Lo que fue presentado como un hito de gestión terminó convertido en un foco de conflicto social. En el Barrio Infraestructura de La Plata, 58 familias denuncian que el acceso a la vivienda propia derivó en un escenario de precariedad, con casas deterioradas, filtraciones, anegamientos y una larga lista de irregularidades que alimentan la indignación vecinal.
Las unidades están ubicadas en la Tercera Etapa del complejo, en Avenida 1 y Calle 85, y forman parte de un plan habitacional impulsado por la Provincia para trabajadores del Instituto de la Vivienda y del Ministerio de Infraestructura bonaerense.

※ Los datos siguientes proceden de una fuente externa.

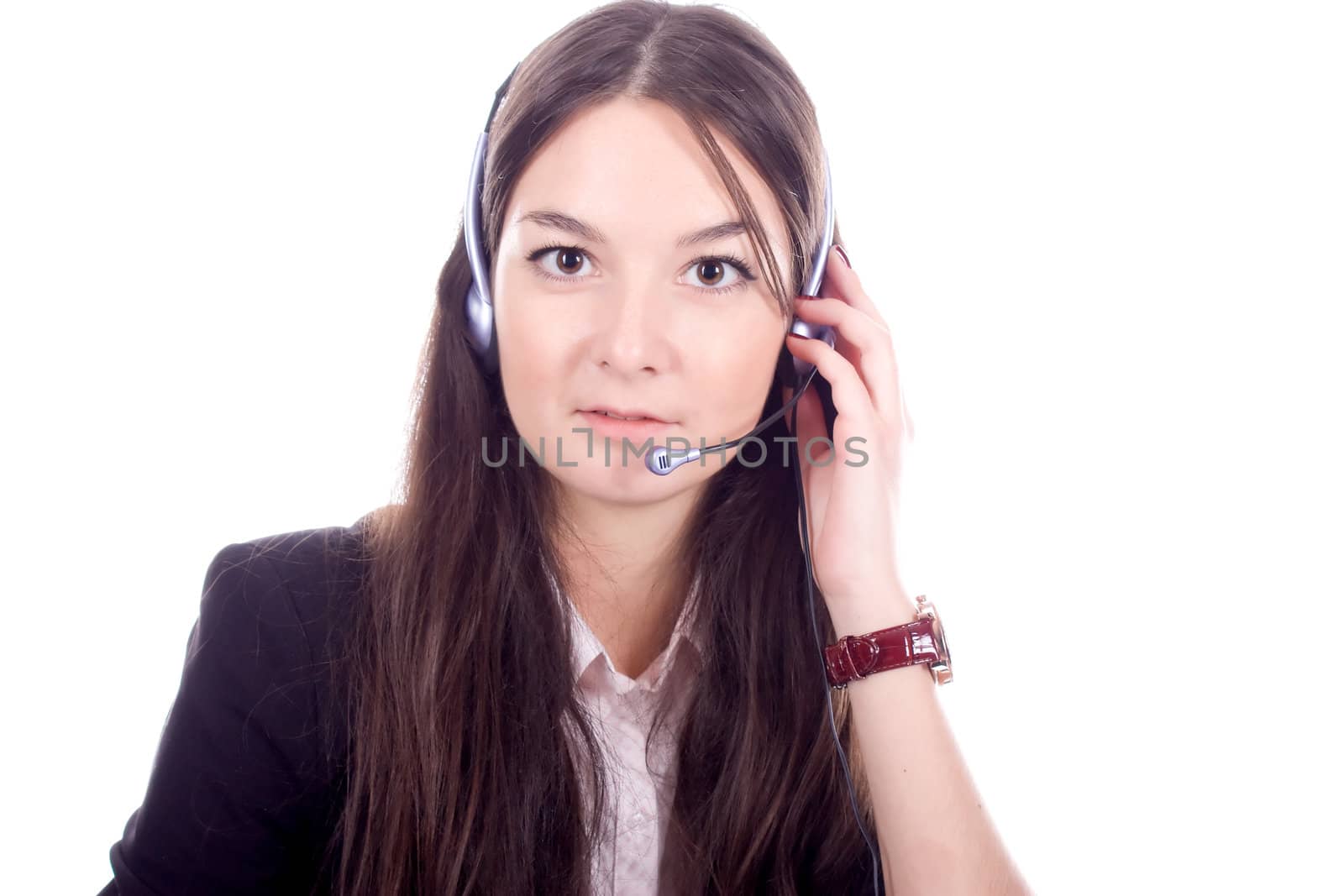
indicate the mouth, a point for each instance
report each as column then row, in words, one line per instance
column 631, row 416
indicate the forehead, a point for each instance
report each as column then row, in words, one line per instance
column 635, row 170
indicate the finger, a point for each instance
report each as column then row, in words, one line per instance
column 842, row 281
column 812, row 430
column 875, row 356
column 847, row 389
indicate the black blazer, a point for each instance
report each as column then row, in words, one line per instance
column 242, row 794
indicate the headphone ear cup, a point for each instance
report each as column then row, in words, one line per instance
column 480, row 328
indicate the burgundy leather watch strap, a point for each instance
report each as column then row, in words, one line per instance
column 905, row 645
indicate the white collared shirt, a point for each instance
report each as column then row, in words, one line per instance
column 627, row 857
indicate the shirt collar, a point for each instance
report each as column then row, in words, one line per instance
column 586, row 647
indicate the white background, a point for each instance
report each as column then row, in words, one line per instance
column 1108, row 238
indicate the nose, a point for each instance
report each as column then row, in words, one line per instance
column 632, row 333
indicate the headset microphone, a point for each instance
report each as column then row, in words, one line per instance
column 664, row 459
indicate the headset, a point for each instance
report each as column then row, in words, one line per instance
column 662, row 461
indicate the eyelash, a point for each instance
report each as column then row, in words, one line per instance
column 745, row 271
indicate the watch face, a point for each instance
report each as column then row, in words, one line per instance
column 941, row 668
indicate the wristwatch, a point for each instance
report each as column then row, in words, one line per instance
column 921, row 641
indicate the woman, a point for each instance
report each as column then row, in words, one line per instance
column 548, row 671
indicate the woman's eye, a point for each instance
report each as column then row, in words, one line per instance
column 716, row 275
column 568, row 261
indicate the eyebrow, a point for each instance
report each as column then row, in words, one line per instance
column 559, row 221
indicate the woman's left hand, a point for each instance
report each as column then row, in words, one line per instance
column 853, row 500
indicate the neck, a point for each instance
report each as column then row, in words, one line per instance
column 627, row 573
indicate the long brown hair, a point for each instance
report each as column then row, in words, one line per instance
column 468, row 748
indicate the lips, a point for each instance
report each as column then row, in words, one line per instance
column 625, row 412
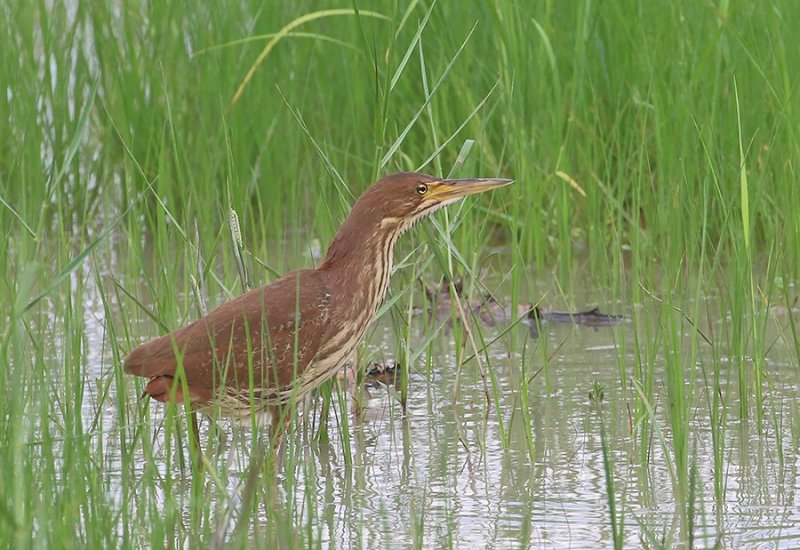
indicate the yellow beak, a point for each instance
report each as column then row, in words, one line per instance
column 449, row 189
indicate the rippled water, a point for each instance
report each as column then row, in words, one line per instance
column 440, row 474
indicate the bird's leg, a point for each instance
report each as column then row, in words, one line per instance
column 279, row 423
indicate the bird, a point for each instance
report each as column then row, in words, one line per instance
column 272, row 345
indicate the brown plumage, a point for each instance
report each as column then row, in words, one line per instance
column 275, row 343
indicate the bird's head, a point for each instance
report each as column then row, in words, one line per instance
column 399, row 200
column 393, row 204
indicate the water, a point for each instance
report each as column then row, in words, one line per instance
column 441, row 474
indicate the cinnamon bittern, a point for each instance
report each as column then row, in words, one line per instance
column 274, row 344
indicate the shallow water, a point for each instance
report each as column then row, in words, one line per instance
column 440, row 474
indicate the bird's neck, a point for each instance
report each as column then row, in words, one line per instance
column 359, row 260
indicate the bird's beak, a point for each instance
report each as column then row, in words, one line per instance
column 448, row 190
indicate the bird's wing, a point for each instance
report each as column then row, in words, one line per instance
column 234, row 340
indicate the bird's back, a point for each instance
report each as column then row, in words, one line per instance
column 262, row 339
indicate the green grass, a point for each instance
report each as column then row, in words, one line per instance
column 655, row 149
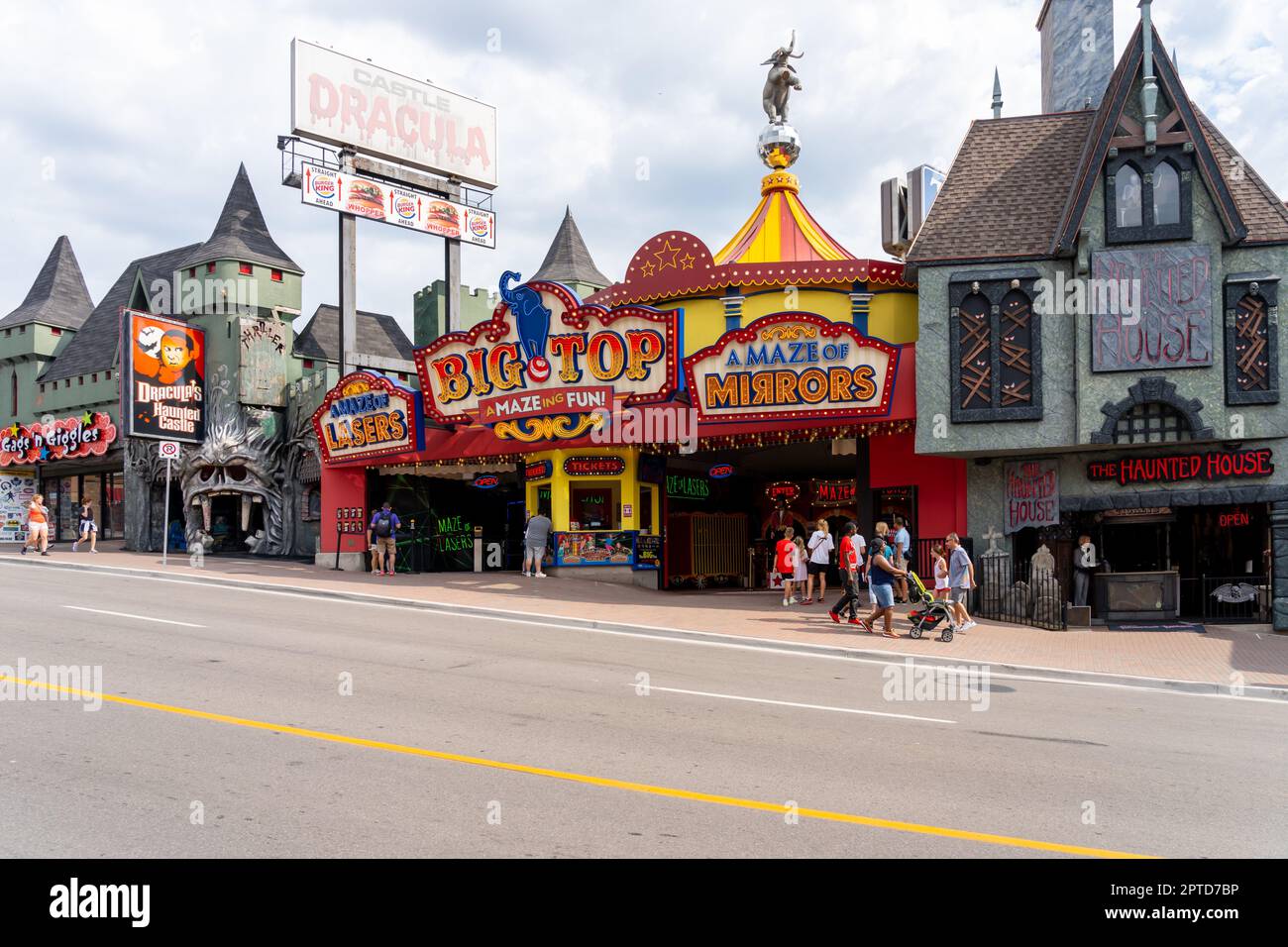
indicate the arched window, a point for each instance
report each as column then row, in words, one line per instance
column 975, row 352
column 1167, row 193
column 1016, row 371
column 1151, row 423
column 1127, row 196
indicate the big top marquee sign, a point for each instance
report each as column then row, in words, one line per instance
column 793, row 367
column 546, row 368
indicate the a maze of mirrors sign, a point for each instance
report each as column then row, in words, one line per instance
column 1150, row 308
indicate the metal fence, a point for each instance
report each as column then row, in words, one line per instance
column 1013, row 590
column 1227, row 599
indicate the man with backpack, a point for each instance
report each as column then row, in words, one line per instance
column 384, row 539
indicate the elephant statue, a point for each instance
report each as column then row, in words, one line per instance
column 780, row 82
column 531, row 316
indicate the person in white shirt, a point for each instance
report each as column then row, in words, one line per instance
column 819, row 558
column 1083, row 567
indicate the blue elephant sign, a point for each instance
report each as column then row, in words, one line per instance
column 546, row 368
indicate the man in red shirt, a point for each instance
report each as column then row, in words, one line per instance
column 785, row 564
column 849, row 564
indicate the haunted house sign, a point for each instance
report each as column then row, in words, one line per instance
column 1150, row 308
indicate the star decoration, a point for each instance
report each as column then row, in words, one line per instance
column 668, row 250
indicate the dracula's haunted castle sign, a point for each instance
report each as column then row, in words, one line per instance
column 163, row 389
column 546, row 368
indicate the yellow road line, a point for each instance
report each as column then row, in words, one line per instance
column 665, row 791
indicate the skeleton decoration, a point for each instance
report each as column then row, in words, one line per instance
column 781, row 80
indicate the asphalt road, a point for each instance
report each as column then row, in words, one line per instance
column 632, row 724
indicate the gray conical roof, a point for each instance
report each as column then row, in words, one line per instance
column 568, row 260
column 58, row 296
column 241, row 232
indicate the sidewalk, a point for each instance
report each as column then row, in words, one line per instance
column 1250, row 651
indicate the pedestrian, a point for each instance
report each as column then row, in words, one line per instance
column 940, row 567
column 961, row 579
column 800, row 569
column 902, row 554
column 384, row 539
column 1083, row 567
column 848, row 560
column 785, row 554
column 819, row 558
column 38, row 526
column 88, row 527
column 881, row 575
column 536, row 536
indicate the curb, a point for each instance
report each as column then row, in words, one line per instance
column 1275, row 692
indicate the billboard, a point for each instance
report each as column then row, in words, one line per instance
column 793, row 367
column 344, row 101
column 366, row 415
column 163, row 384
column 545, row 368
column 375, row 200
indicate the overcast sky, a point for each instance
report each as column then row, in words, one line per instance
column 123, row 124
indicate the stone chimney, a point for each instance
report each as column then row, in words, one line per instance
column 1077, row 53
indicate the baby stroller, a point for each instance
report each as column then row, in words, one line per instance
column 930, row 611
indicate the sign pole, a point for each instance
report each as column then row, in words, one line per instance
column 165, row 523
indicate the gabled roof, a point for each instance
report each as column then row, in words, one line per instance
column 377, row 335
column 1005, row 191
column 568, row 261
column 781, row 230
column 58, row 296
column 1019, row 188
column 241, row 234
column 94, row 347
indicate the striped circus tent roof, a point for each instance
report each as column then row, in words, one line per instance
column 781, row 230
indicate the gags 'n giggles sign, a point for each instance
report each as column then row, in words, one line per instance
column 84, row 436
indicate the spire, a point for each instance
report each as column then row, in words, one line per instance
column 58, row 296
column 241, row 234
column 1149, row 84
column 568, row 261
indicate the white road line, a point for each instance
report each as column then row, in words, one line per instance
column 137, row 617
column 791, row 703
column 897, row 659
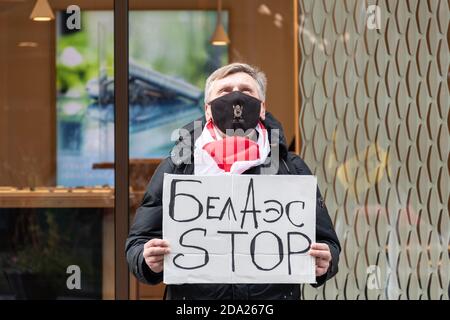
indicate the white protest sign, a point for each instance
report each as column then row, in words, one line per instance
column 239, row 228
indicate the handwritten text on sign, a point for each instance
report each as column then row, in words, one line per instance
column 239, row 228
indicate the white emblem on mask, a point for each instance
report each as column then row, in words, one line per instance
column 237, row 111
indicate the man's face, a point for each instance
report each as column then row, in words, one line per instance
column 240, row 81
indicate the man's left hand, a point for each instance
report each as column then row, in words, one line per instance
column 322, row 253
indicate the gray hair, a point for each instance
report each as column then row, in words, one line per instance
column 236, row 67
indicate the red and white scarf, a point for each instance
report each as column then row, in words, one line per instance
column 214, row 155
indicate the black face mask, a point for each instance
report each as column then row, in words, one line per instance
column 235, row 110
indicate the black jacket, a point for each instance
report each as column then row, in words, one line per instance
column 148, row 225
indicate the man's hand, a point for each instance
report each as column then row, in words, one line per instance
column 322, row 253
column 154, row 251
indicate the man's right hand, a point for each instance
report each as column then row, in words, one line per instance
column 154, row 251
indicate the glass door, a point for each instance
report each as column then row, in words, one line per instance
column 56, row 146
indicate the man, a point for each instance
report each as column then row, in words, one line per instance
column 235, row 115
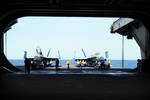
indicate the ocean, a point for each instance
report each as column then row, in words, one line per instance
column 115, row 63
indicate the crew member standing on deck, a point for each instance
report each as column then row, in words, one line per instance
column 25, row 60
column 68, row 63
column 57, row 64
column 27, row 63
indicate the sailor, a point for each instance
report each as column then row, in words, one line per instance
column 68, row 63
column 25, row 60
column 57, row 64
column 108, row 63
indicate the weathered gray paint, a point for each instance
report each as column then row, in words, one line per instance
column 136, row 29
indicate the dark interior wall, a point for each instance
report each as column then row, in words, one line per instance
column 11, row 10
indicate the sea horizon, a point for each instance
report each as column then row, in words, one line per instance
column 115, row 63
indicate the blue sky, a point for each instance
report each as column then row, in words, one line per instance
column 68, row 35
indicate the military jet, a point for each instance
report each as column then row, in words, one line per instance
column 41, row 61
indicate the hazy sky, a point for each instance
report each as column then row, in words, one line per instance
column 68, row 35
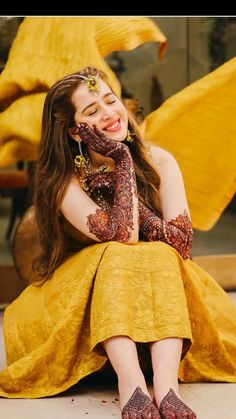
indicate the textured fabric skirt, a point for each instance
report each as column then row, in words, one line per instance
column 53, row 332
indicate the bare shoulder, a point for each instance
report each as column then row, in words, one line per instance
column 160, row 156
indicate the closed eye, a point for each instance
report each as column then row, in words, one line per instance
column 92, row 113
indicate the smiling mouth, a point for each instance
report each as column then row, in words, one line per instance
column 114, row 127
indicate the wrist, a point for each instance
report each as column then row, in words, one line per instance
column 121, row 151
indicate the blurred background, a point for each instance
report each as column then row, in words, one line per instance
column 196, row 46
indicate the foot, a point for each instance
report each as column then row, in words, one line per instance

El programa tuvo dos etapas iniciales en 2014 y 2015, pero la última, iniciada a fines de 2025, es la que hoy concentra las denuncias.
El proceso de adjudicación incluyó inscripción, censo social y un sistema de puntajes. Sin embargo, las críticas no tardaron en aparecer. El 29 de octubre de 2025, en un acto oficial encabezado por el gobernador Axel Kicillof junto a funcionarios provinciales y municipales, se realizó la entrega de llaves a las familias. Pero, según relatan los vecinos, se trató de una puesta en escena.
“Fue para la foto. Nos dieron las llaves y después nos las pidieron de vuelta”, aseguran. La entrega efectiva, siempre según los testimonios, recién se concretó entre diciembre de 2025 y febrero de 2026, en un cronograma escalonado que obligó a algunas familias a esperar hasta cuatro meses.
Pero lo más grave apareció después. La primera tormenta dejó al descubierto fallas estructurales: filtraciones en techos y paredes, humedad generalizada, ausencia de un sistema pluvial adecuado y viviendas anegadas. A eso se suman faltantes básicos, como puertas sin picaportes y ventanas sin vidrios.
El deterioro alcanza tal magnitud que algunas unidades aún no fueron entregadas por “problemas estructurales graves”. En paralelo, crece el malestar por las respuestas oficiales. Según los vecinos, desde la administración del barrio deslindaron responsabilidades y atribuyeron la situación al contexto económico nacional.
Las familias, organizadas, llevaron sus reclamos a la calle con protestas frente al Ministerio de Hábitat bonaerense. Allí apuntaron a fallas de diseño, como la falta de ventilación adecuada, que agrava la humedad dentro de las viviendas. La respuesta oficial, denuncian, fue que esas condiciones “no estaban contempladas en los pliegos”.
Mientras tanto, el barrio se convirtió en símbolo de promesas incumplidas. Donde debía haber soluciones habitacionales, hoy predominan las denuncias, el deterioro y una pregunta que crece entre los afectados: quién se hace cargo de un proyecto que, lejos de resolver un problema, lo profundizó.